Working staff transport daily commodities at the entrance of a residential community under lockdown in Beijing. Photo: VCG
A cold chain truck driver and his employer were detained for counterfeiting a negative nucleic acid test report to enter Beijing as the city tightens its entry and exit policy amid sporadic cases. Beijing is currently under pressure to flatten the curve as the Winter Olympics approaches.
The driver was found with a test report that did not match his identity on Tuesday afternoon. He claimed his employer had sent him the report. The employer was summoned for investigation and confessed that he fabricated the report for the driver.
The two were under administrative detention.
In a separate case on Sunday, another driver surnamed Diao presented an edited fake nucleic acid report at a highway checkpoint entering Beijing.
Beijing authorities revealed on Wednesday another case where two men organized 53 residents from Changping district to have a one-day bus tour to neighboring Hebei Province on October 19. The organizer and the bus driver did not check health codes and register information of the 53 tourists. On October 22, one of the 53 tourists who had a travel history to high-risk areas tested positive for COVID-19.
The police have filed a criminal case to investigate the organizer and the bus driver.

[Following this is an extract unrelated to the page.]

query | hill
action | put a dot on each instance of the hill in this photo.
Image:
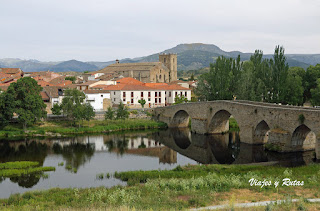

Since October 17, more than 230 domestically transmitted COVID-19 cases have been discovered in 12 provinces and regions, with about half being found in border region Ejin Banner in North China's Inner Mongolia Autonomous Region. The epidemic is turning out to be very complex and involving many trans-regional tour groups -- prompting six provinces and regions to halt cross-region tourism.
Compared to a previous resurgence centering around the Nanjing airport, transmission of the latest resurgence has been faster while registered cases were similar. The Nanjing-centered epidemic ended in 37 days. Experts predicted more cases will be discovered in the following days amid the massive screening and quarantine of close contacts.